Lafayette just watches them bicker back and forth between themselves, like he’s either trying to figure out what the hell is going on, or else he’s trying to figure out which one of the three of them he has the best shot with. Luckily, there isn’t much time to make any more progress, because Tara runs back in, carrying an outfit in her arms.

“What took you so long, whore? I’ve been pouring your rounds for you,” Lafayette teases, and Miles can see that he and this girl are a lot like him and Jim---mean, but well-meaning.

“Shut up, bitch,” she calls as she runs past them and back down the hall. Miles hears her yelling, “Now get dressed!” before coming back to the front.

Lafayette points at Miles. “This one needs a beer,” he tells her before sauntering off.

“What do you want?” she spits, oozing hostility.

Yikes.
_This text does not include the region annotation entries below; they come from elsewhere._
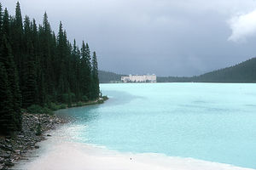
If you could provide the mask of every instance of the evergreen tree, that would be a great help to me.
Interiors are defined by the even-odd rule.
[[[28,16],[22,22],[19,2],[15,16],[7,8],[3,13],[0,3],[0,133],[20,130],[20,106],[45,106],[49,102],[71,106],[73,102],[96,99],[96,53],[90,60],[88,43],[83,42],[81,50],[75,40],[72,45],[61,22],[56,37],[46,13],[37,26]]]
[[[19,88],[18,74],[16,71],[16,65],[14,61],[12,51],[9,44],[7,42],[5,36],[3,37],[3,41],[0,48],[0,62],[2,62],[6,68],[7,77],[9,83],[13,110],[15,116],[15,129],[20,130],[21,128],[21,114],[20,105],[21,96]]]
[[[0,42],[2,42],[2,29],[3,29],[3,9],[0,3]]]
[[[100,94],[100,87],[99,87],[99,77],[98,77],[98,62],[96,52],[93,52],[92,56],[92,82],[93,82],[93,88],[92,88],[92,93],[93,93],[93,99],[97,99],[99,97]]]
[[[8,134],[15,129],[10,88],[4,65],[0,62],[0,133]]]
[[[24,63],[24,89],[22,89],[22,106],[26,108],[34,104],[37,96],[37,78],[34,48],[32,41],[32,27],[29,18],[26,16],[24,22],[25,63]]]

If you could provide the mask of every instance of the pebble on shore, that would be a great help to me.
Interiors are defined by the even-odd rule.
[[[54,129],[57,125],[66,122],[56,116],[23,113],[22,130],[12,136],[0,136],[0,170],[9,169],[18,160],[26,159],[26,153],[28,150],[39,148],[35,145],[36,143],[44,139],[45,136],[50,136],[44,134],[44,132]]]

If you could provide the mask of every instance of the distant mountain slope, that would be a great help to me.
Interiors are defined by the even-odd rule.
[[[256,82],[256,58],[234,66],[192,77],[193,82]]]
[[[234,66],[191,77],[160,76],[158,82],[256,82],[256,58]]]
[[[100,82],[120,81],[124,75],[99,71]],[[256,82],[256,58],[195,76],[157,76],[158,82]]]
[[[99,71],[98,74],[100,83],[117,82],[121,80],[121,76],[125,76],[105,71]]]

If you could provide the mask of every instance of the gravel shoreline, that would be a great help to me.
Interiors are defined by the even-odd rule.
[[[44,132],[67,122],[55,115],[23,113],[22,130],[11,136],[0,136],[0,170],[10,169],[17,161],[28,159],[26,152],[38,149],[37,143],[50,136]],[[42,134],[38,134],[38,125]]]

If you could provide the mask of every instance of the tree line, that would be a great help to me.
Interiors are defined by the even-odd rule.
[[[158,82],[256,82],[256,58],[195,76],[158,76]]]
[[[0,3],[0,133],[21,129],[21,111],[32,105],[88,101],[99,97],[96,52],[84,41],[71,43],[60,22],[52,31],[44,13],[43,23],[15,15]]]

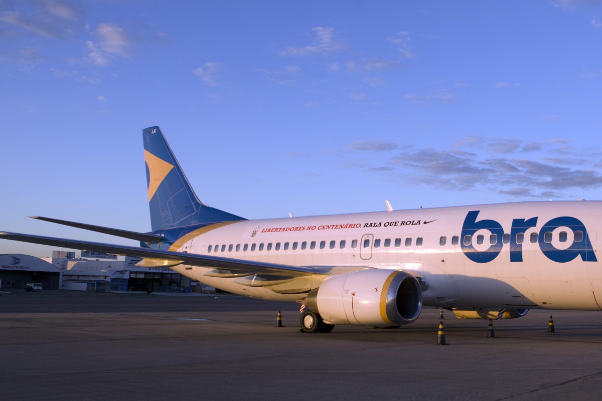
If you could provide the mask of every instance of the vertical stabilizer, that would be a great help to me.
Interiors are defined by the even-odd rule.
[[[153,231],[245,219],[203,204],[159,127],[142,130]]]

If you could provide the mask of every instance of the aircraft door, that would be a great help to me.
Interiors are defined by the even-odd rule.
[[[372,242],[374,236],[371,234],[364,234],[359,241],[359,257],[363,260],[369,260],[372,257]]]

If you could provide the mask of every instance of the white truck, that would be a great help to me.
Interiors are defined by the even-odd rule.
[[[25,284],[25,291],[42,292],[42,283],[29,283]]]

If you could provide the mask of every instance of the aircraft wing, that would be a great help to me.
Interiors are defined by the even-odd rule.
[[[97,252],[130,256],[143,259],[137,266],[144,267],[171,267],[177,265],[189,265],[211,268],[217,271],[229,271],[232,275],[247,275],[255,273],[288,277],[324,274],[318,268],[278,265],[253,260],[199,255],[183,252],[173,252],[150,248],[128,246],[101,242],[89,242],[75,239],[66,239],[53,237],[44,237],[17,233],[0,231],[0,239],[10,239],[23,242],[39,243],[44,245],[85,249]]]

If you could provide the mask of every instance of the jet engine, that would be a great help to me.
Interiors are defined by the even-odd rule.
[[[409,273],[374,269],[327,278],[306,304],[329,325],[399,326],[420,314],[422,291]]]
[[[527,314],[529,309],[454,309],[453,313],[459,319],[516,319]],[[500,317],[500,315],[501,317]]]

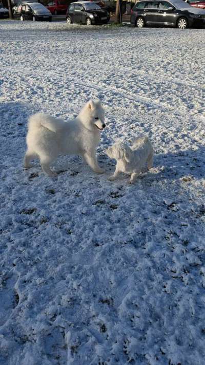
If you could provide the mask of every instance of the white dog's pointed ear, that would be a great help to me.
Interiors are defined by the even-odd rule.
[[[93,100],[90,100],[88,103],[88,106],[90,110],[93,110],[95,107],[95,103]]]

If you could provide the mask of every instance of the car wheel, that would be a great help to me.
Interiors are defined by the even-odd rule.
[[[143,18],[142,18],[141,16],[139,16],[138,18],[136,21],[136,26],[137,27],[137,28],[144,28],[145,27],[145,22]]]
[[[177,22],[177,28],[180,29],[186,29],[188,27],[188,22],[186,18],[180,18]]]
[[[67,21],[67,24],[68,24],[68,25],[70,25],[70,24],[72,24],[72,21],[71,19],[70,19],[70,17],[69,17],[69,16],[68,16],[68,17],[66,20],[66,21]]]
[[[91,20],[90,18],[87,18],[86,21],[87,25],[92,25]]]

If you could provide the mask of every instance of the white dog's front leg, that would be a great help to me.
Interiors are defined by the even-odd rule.
[[[139,175],[139,174],[137,172],[133,172],[131,174],[130,179],[129,180],[129,183],[133,184],[133,182],[134,182],[136,180]]]
[[[94,172],[96,172],[98,174],[102,174],[102,173],[105,172],[104,169],[101,169],[101,167],[98,166],[95,155],[90,156],[87,153],[85,153],[83,157],[88,165]]]

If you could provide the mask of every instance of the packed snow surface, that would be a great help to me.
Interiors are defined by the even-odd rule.
[[[204,29],[2,21],[1,365],[204,365]],[[99,98],[95,174],[23,159],[29,116]],[[105,150],[145,133],[133,185]]]

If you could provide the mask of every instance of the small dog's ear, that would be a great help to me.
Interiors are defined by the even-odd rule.
[[[106,155],[107,155],[107,156],[108,156],[109,157],[111,157],[112,148],[111,147],[108,147],[108,148],[107,148],[107,150],[105,150],[105,152]]]
[[[93,110],[95,107],[95,103],[93,100],[90,100],[88,103],[88,106],[90,110]]]

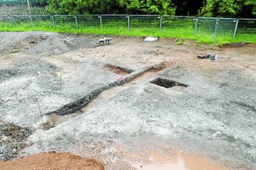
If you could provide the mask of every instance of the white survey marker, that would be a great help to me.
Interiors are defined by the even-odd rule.
[[[144,40],[144,42],[155,42],[158,40],[157,37],[147,37]]]

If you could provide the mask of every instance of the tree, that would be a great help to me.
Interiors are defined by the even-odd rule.
[[[253,17],[256,15],[255,10],[255,0],[207,0],[201,15],[205,17],[243,17],[249,14]]]
[[[49,0],[51,14],[175,15],[171,0]]]
[[[120,2],[127,14],[175,14],[171,0],[122,0]]]

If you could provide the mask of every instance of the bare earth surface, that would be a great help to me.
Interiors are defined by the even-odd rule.
[[[42,153],[23,159],[1,163],[0,169],[104,170],[102,163],[70,153]]]
[[[256,169],[255,44],[0,37],[0,169]]]

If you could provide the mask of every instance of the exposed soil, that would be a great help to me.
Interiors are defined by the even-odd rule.
[[[72,170],[104,170],[99,162],[86,159],[79,155],[65,153],[42,153],[19,160],[0,162],[0,169],[72,169]]]
[[[100,37],[44,32],[0,37],[0,121],[15,127],[0,135],[3,160],[56,151],[105,169],[256,169],[255,44],[112,37],[96,46]],[[197,58],[205,54],[218,59]],[[20,167],[40,166],[38,158]]]
[[[0,160],[15,158],[26,146],[26,138],[31,135],[28,128],[0,120]]]

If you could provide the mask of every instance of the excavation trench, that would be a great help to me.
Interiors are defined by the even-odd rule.
[[[134,79],[136,79],[136,81],[139,82],[140,80],[137,79],[141,79],[141,78],[145,80],[145,78],[155,75],[157,72],[173,64],[174,62],[163,62],[157,65],[145,67],[139,71],[133,71],[127,76],[121,77],[113,82],[93,90],[88,95],[74,102],[65,105],[54,112],[47,113],[44,116],[45,118],[43,119],[42,125],[45,129],[49,129],[54,127],[57,124],[66,121],[87,111],[90,108],[93,108],[100,101],[110,99],[119,92],[129,87],[129,85],[120,85],[131,82]],[[143,75],[143,76],[141,77],[142,75]],[[145,78],[143,78],[144,76]]]
[[[123,76],[127,75],[129,74],[131,74],[131,73],[135,71],[135,70],[129,69],[129,68],[120,67],[120,66],[118,66],[118,65],[113,65],[109,64],[109,63],[106,64],[105,67],[109,71],[113,71],[115,74],[123,75]]]

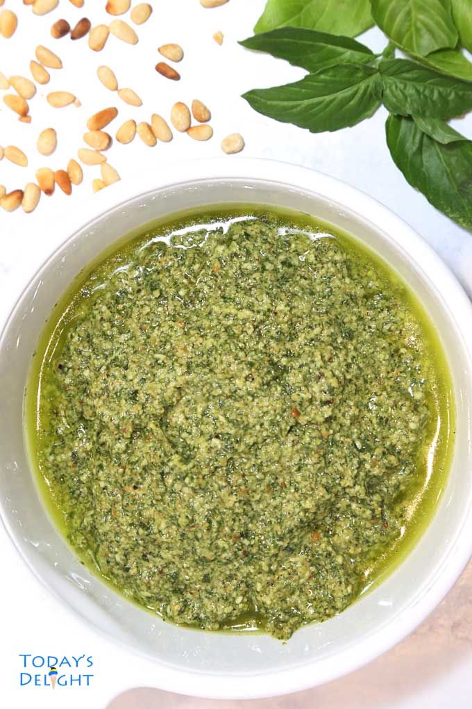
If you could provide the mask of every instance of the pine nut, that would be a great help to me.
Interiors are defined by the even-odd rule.
[[[103,86],[110,91],[116,91],[118,88],[116,77],[109,67],[98,67],[97,76]]]
[[[183,59],[183,50],[180,45],[168,44],[159,47],[158,51],[166,59],[170,59],[171,62],[181,62]]]
[[[157,140],[149,124],[145,122],[139,123],[137,130],[138,135],[142,142],[149,145],[149,147],[154,147]]]
[[[93,27],[88,35],[88,46],[94,52],[100,52],[103,49],[108,39],[110,30],[106,25],[97,25]]]
[[[192,125],[187,131],[187,135],[194,140],[209,140],[213,135],[211,125]]]
[[[159,113],[153,113],[151,118],[151,126],[152,132],[159,140],[162,140],[163,143],[170,143],[173,138],[167,122]]]
[[[57,145],[57,135],[54,128],[45,128],[38,138],[37,147],[42,155],[52,155]]]
[[[116,139],[118,143],[126,144],[131,143],[136,135],[136,121],[130,119],[125,121],[121,128],[118,128]]]
[[[135,25],[142,25],[149,19],[151,12],[152,8],[149,3],[139,3],[131,11],[131,20]]]
[[[41,196],[41,190],[35,182],[28,182],[25,187],[21,206],[26,214],[30,214],[38,206]]]
[[[212,118],[209,109],[197,99],[192,101],[192,113],[199,123],[206,123]]]
[[[132,27],[130,27],[127,22],[125,22],[124,20],[113,20],[110,23],[110,31],[119,40],[127,42],[128,44],[138,43],[138,35]]]
[[[118,89],[118,96],[129,106],[142,106],[142,101],[132,89]]]
[[[41,191],[50,197],[54,188],[54,172],[51,168],[40,167],[39,170],[36,170],[36,179]]]
[[[71,160],[67,163],[67,174],[72,184],[80,184],[84,179],[82,168],[74,160]]]
[[[57,55],[54,54],[54,52],[51,52],[50,49],[47,49],[47,47],[38,45],[36,48],[35,54],[36,59],[43,66],[47,67],[49,69],[62,68],[62,62]]]
[[[185,133],[190,127],[192,118],[190,112],[185,104],[179,101],[174,104],[171,112],[171,121],[172,125],[180,133]]]
[[[16,165],[19,165],[20,167],[26,167],[28,166],[28,157],[19,147],[16,147],[16,145],[7,145],[4,149],[4,152],[5,153],[5,157],[10,162],[14,162]]]
[[[99,111],[98,113],[94,113],[88,118],[87,128],[89,130],[101,130],[105,125],[111,123],[117,115],[117,108],[113,107],[103,108],[103,111]]]

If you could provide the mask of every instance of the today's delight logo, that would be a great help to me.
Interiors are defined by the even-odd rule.
[[[93,666],[91,655],[20,654],[21,671],[20,686],[35,687],[89,687],[94,676],[89,671]]]

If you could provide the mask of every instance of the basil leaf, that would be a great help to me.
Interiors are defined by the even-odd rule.
[[[310,74],[294,84],[255,89],[243,98],[264,116],[321,133],[369,118],[380,106],[381,96],[376,69],[346,64]]]
[[[384,104],[392,113],[432,116],[460,116],[472,108],[472,86],[405,59],[382,61]]]
[[[393,162],[413,187],[437,209],[472,229],[472,142],[442,145],[411,118],[391,116],[387,144]]]
[[[454,48],[459,35],[451,0],[371,0],[374,19],[386,35],[408,52],[426,56]]]
[[[459,30],[461,43],[472,52],[472,3],[471,0],[452,0],[452,16]]]
[[[417,57],[418,62],[432,67],[441,74],[456,77],[464,82],[472,82],[472,62],[458,50],[444,49],[433,52],[427,57]]]
[[[449,143],[457,143],[458,140],[467,140],[464,135],[454,130],[447,123],[439,118],[423,118],[420,116],[413,116],[413,121],[423,133],[432,138],[444,145]]]
[[[373,24],[369,0],[268,0],[254,32],[289,26],[355,37]]]
[[[239,43],[247,49],[267,52],[272,57],[285,59],[312,72],[343,63],[368,64],[375,58],[368,47],[349,37],[294,27],[264,32]]]

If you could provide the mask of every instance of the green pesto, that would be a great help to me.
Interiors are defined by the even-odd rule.
[[[405,284],[326,225],[253,207],[151,225],[82,274],[26,404],[47,503],[95,573],[166,620],[280,638],[399,562],[454,442]]]

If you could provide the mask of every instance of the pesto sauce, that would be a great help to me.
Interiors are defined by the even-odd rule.
[[[54,518],[173,623],[289,638],[341,612],[446,482],[432,327],[379,259],[308,216],[149,227],[81,276],[35,361],[27,435]]]

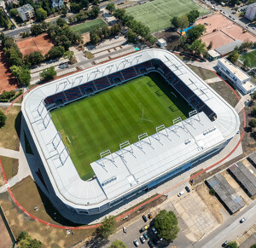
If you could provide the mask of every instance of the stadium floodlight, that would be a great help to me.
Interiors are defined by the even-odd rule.
[[[167,130],[166,129],[166,126],[164,124],[161,124],[155,128],[156,135],[158,136],[158,140],[160,141],[160,135],[163,135],[165,136],[168,136]],[[164,132],[160,132],[164,131]]]
[[[54,136],[54,138],[52,139],[52,141],[50,141],[50,143],[54,147],[54,150],[57,150],[57,147],[58,147],[58,146],[60,145],[61,142],[61,133],[58,131],[55,134],[55,136]]]
[[[119,144],[120,151],[122,153],[122,157],[124,158],[124,151],[127,151],[131,153],[133,153],[133,149],[129,142],[129,141],[126,141],[124,143]],[[125,149],[126,147],[130,147],[130,150]]]
[[[150,141],[150,138],[149,138],[149,136],[148,136],[148,135],[147,132],[143,133],[142,135],[139,135],[137,137],[138,137],[139,143],[141,145],[141,148],[142,149],[143,149],[143,142],[145,142],[145,143],[148,144],[149,146],[151,146],[151,141]],[[146,138],[148,138],[148,139],[146,139]],[[148,141],[147,141],[147,140]]]
[[[110,152],[109,149],[108,149],[108,150],[106,150],[106,151],[104,151],[104,152],[102,152],[102,153],[101,153],[100,155],[101,155],[101,160],[102,160],[102,163],[103,163],[103,166],[105,166],[105,164],[104,164],[104,159],[107,159],[107,160],[110,160],[113,164],[114,164],[114,159],[113,159],[113,153],[111,153],[111,152]],[[106,157],[108,156],[108,155],[111,156],[112,159],[107,159],[107,158],[106,158]]]

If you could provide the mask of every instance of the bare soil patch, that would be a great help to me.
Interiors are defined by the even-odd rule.
[[[22,39],[17,42],[17,45],[23,56],[35,51],[39,51],[44,55],[54,46],[49,36],[45,33]]]
[[[224,217],[220,211],[224,209],[222,204],[218,200],[214,195],[210,195],[209,188],[205,183],[197,185],[195,187],[195,192],[207,205],[212,215],[215,216],[218,223],[222,223]]]
[[[17,81],[13,77],[9,65],[4,58],[3,51],[0,46],[0,94],[3,90],[13,90],[17,89]]]

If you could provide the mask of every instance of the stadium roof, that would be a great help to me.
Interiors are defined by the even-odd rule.
[[[50,115],[44,104],[44,100],[47,96],[61,92],[64,89],[73,88],[152,59],[162,61],[199,98],[206,102],[216,113],[217,118],[211,123],[204,113],[200,113],[198,116],[204,125],[202,126],[196,120],[197,115],[195,115],[191,118],[191,121],[198,129],[196,131],[189,126],[189,122],[190,120],[188,119],[177,124],[177,133],[183,138],[178,138],[173,131],[170,131],[169,138],[172,141],[168,140],[167,137],[161,137],[161,145],[160,141],[156,141],[155,136],[150,138],[152,144],[154,143],[158,151],[153,152],[152,147],[147,144],[143,145],[143,150],[148,154],[148,161],[142,163],[143,159],[146,159],[147,158],[146,156],[143,157],[143,152],[136,147],[138,144],[134,144],[132,149],[136,151],[135,154],[137,157],[137,161],[136,162],[133,157],[134,154],[129,152],[125,152],[126,153],[124,156],[128,160],[129,164],[132,164],[132,168],[130,168],[130,165],[123,164],[122,159],[124,158],[119,156],[114,158],[117,167],[113,167],[115,168],[116,172],[113,173],[112,171],[111,175],[109,174],[109,176],[113,177],[108,178],[106,176],[108,174],[104,174],[102,170],[104,167],[101,164],[96,165],[96,162],[92,166],[98,177],[90,181],[83,181],[79,177],[68,155],[68,151],[66,149],[50,118]],[[232,138],[238,131],[240,126],[238,114],[230,104],[176,55],[166,50],[157,49],[136,52],[38,86],[25,96],[21,104],[21,109],[56,195],[66,205],[81,210],[94,209],[106,204],[108,205],[110,202],[109,199],[118,196],[121,197],[122,192],[131,189],[131,184],[134,184],[132,189],[142,186],[149,178],[157,176],[158,173],[164,173],[167,170],[178,166],[182,162],[185,163],[189,156],[192,159],[193,156],[196,154],[203,154],[211,148],[211,146],[216,146],[218,142],[229,141]],[[186,126],[188,133],[185,131],[185,129],[179,127],[179,125],[183,124]],[[211,136],[211,139],[208,138],[207,135],[203,135],[207,129],[212,130],[212,136]],[[161,132],[164,132],[164,130]],[[184,143],[185,136],[186,139],[190,140],[190,142],[188,144]],[[129,147],[126,147],[126,149],[128,148]],[[171,148],[172,150],[170,150]],[[113,157],[117,156],[118,153],[121,152],[117,152],[113,154]],[[183,156],[177,158],[177,153],[180,153],[179,154],[181,153],[183,153]],[[156,157],[154,158],[151,153],[154,153]],[[172,161],[172,156],[177,158],[177,163]],[[166,161],[170,164],[166,164]],[[106,163],[106,168],[109,171],[109,168],[112,168],[111,166],[113,165],[111,165],[109,161],[105,161],[104,163]],[[137,166],[133,166],[133,163]],[[143,165],[138,166],[138,164]],[[151,164],[152,169],[148,169],[148,164]],[[160,168],[160,171],[155,170],[157,166]],[[130,169],[131,171],[129,172]],[[125,186],[120,187],[121,181],[114,179],[114,176],[127,177],[125,183],[128,185],[129,182],[130,186],[128,185],[126,188],[125,188]],[[104,182],[105,180],[108,182],[112,180],[113,182],[116,180],[116,182],[119,182],[119,187],[118,185],[115,187],[112,187],[112,182],[108,184],[108,182],[106,186],[102,186],[102,184],[106,182]]]
[[[245,205],[245,202],[236,193],[221,174],[207,179],[209,185],[215,190],[229,211],[234,214]]]

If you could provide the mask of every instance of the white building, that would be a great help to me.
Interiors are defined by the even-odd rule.
[[[18,14],[23,21],[28,20],[35,16],[34,9],[30,4],[25,4],[17,8]]]
[[[256,14],[256,3],[248,5],[245,17],[250,20],[253,20]]]
[[[63,1],[62,0],[51,0],[52,8],[62,8]]]
[[[219,59],[217,66],[242,93],[247,94],[255,89],[255,85],[250,82],[251,77],[226,58]]]

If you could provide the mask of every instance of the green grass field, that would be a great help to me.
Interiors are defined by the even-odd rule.
[[[154,32],[171,26],[170,20],[173,16],[181,16],[195,9],[201,15],[209,13],[191,0],[154,0],[128,8],[126,13],[147,25]]]
[[[79,24],[76,26],[73,26],[72,29],[74,32],[77,32],[80,34],[90,32],[93,30],[95,27],[97,26],[107,26],[107,24],[100,18],[93,20],[89,20],[82,24]]]
[[[189,111],[160,74],[150,73],[55,109],[51,116],[80,177],[86,180],[94,175],[90,164],[101,159],[100,153],[116,152],[120,143],[132,144],[144,132],[153,135],[157,126],[171,126],[177,117],[185,119]]]
[[[240,61],[241,61],[243,62],[246,58],[249,58],[250,62],[251,62],[251,64],[250,64],[251,68],[256,67],[256,50],[253,50],[253,51],[247,53],[246,55],[241,55],[239,59],[240,59]]]

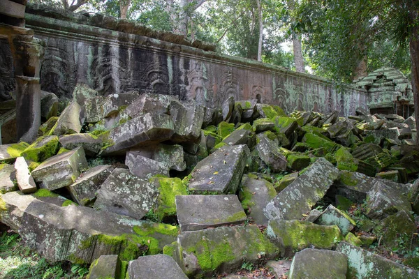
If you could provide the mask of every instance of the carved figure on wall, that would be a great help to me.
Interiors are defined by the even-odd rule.
[[[15,88],[13,57],[6,39],[0,39],[0,100],[10,100]]]
[[[195,100],[197,103],[207,105],[210,100],[205,81],[207,77],[205,66],[202,63],[191,61],[191,70],[188,72],[189,85],[186,86],[190,99]]]
[[[239,97],[239,81],[233,74],[231,68],[230,68],[228,71],[224,73],[221,84],[221,94],[227,99],[231,96],[237,98]]]
[[[156,94],[169,94],[169,75],[167,67],[152,63],[145,69],[142,76],[143,88]]]
[[[125,63],[114,54],[117,52],[117,49],[109,47],[102,50],[93,60],[91,67],[92,85],[100,95],[119,93],[124,91],[124,86],[128,83],[128,70],[124,66]]]
[[[66,44],[60,45],[52,38],[48,40],[41,66],[41,87],[58,98],[72,98],[77,80],[77,66],[73,55],[59,45]]]

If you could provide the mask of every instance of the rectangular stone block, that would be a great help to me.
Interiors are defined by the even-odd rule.
[[[182,232],[238,224],[247,219],[235,195],[176,196],[176,211]]]

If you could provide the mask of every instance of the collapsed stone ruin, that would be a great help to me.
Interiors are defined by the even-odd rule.
[[[43,257],[90,264],[92,279],[237,278],[244,266],[277,278],[419,276],[418,257],[378,249],[419,246],[413,116],[372,114],[363,89],[338,93],[125,21],[28,10],[48,58],[21,91],[39,91],[42,125],[30,126],[33,140],[0,145],[0,221]],[[119,45],[101,56],[106,44],[86,32],[144,43],[124,51],[152,67],[121,79]],[[84,65],[84,50],[88,67],[56,70],[68,69],[64,54]]]

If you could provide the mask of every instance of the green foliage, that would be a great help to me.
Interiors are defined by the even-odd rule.
[[[85,265],[68,262],[50,263],[25,246],[17,234],[0,236],[0,274],[2,278],[78,278],[88,272]]]

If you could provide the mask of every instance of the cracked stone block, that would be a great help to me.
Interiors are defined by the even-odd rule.
[[[0,222],[18,232],[22,224],[22,216],[29,204],[35,198],[20,191],[10,192],[0,195],[0,204],[4,203],[4,210],[0,210]]]
[[[15,185],[14,181],[16,179],[16,170],[13,165],[1,164],[0,165],[0,194],[6,194],[8,192],[15,191],[17,187]]]
[[[40,188],[52,190],[73,184],[86,168],[86,155],[80,146],[43,161],[32,171],[32,176]]]
[[[17,157],[15,162],[15,169],[16,169],[16,181],[19,190],[24,194],[30,194],[36,191],[36,184],[31,175],[28,164],[24,158]]]
[[[59,142],[66,149],[82,146],[86,154],[91,156],[98,153],[103,144],[101,138],[89,133],[61,135],[59,137]]]
[[[350,278],[419,278],[419,272],[367,250],[341,242],[336,250],[348,257],[347,277]]]
[[[176,227],[142,221],[85,206],[58,206],[34,199],[22,217],[25,243],[52,262],[91,263],[102,255],[136,259],[173,242]]]
[[[126,153],[125,165],[128,168],[133,167],[134,159],[137,156],[147,157],[167,165],[170,169],[182,172],[186,165],[184,160],[183,148],[179,144],[168,145],[159,144],[145,147],[130,149]]]
[[[280,248],[282,257],[311,246],[330,250],[343,239],[337,225],[323,226],[298,220],[270,220],[266,235]]]
[[[60,114],[52,134],[61,135],[80,133],[84,121],[82,107],[77,102],[71,103]]]
[[[214,272],[235,271],[243,262],[257,264],[279,255],[278,248],[254,225],[184,232],[177,242],[175,253],[181,255],[175,258],[189,278],[210,278]]]
[[[153,183],[117,168],[101,186],[94,208],[141,219],[153,208],[158,195]]]
[[[140,257],[129,262],[130,279],[187,279],[173,258],[167,255]]]
[[[164,142],[169,140],[174,132],[175,125],[170,116],[140,114],[110,131],[109,140],[113,145],[108,147],[104,154]]]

Miles almost wishes Lafayette could come back. But before he can answer, it happens again.

_Don’t cry, don’t cry, don’t cry. Last thing I need is to be all disgusting in front of everyone._

It’s the same girl’s voice, but now she’s on a completely different tangent than she’d been on the last time he’d heard her. This has never happened before. The dead stick to one short train of thought and that’s it. That’s all they have time for before they’re gone.

 _“Hellooo?_ Do you want a beer, or don’t you?” Tara yells, bringing Miles back to earth, or at least to the land of the living.

Richard notices that Miles is out of it, and gets concerned. “What’s---”

Miles cuts him off. He doesn’t know what’s wrong and he doesn’t want to talk about it. Not yet. Not until he has some idea. “Becks is fine. Thanks.”

Tara eyes them suspiciously and slams the beer on the counter so hard that it spills. “We haven’t had the best track record with strangers lately in this town. What brings you fellows to Bon Temps?”

“Just passing through, sweetheart,” Jim sing-songs, but his charms don’t work on this one they way they did on Arlene.

“I ain’t anybody’s sweetheart.” But underneath the sass, Miles notices she seems kind of sad and brittle, in exactly the way Jim gets sad and brittle when he thinks about everything that’s happened.

Sam, now fully dressed, comes out. When he spots Miles, he grimaces, his eyes giving the three of them the same, “Who are these people?” expression that that dog outside did. For all that Jim has talked this town up, people here aren’t too friendly. Even the _dogs_.

“That’s Sam,” Miles tells his friends.

Richard, in full business mode, gets up and goes to shake Sam’s hand. “Are you Sam Merlotte?”

“Yes, I am. How can I help you?” He seems like a nice enough guy, but the suspicion is still there.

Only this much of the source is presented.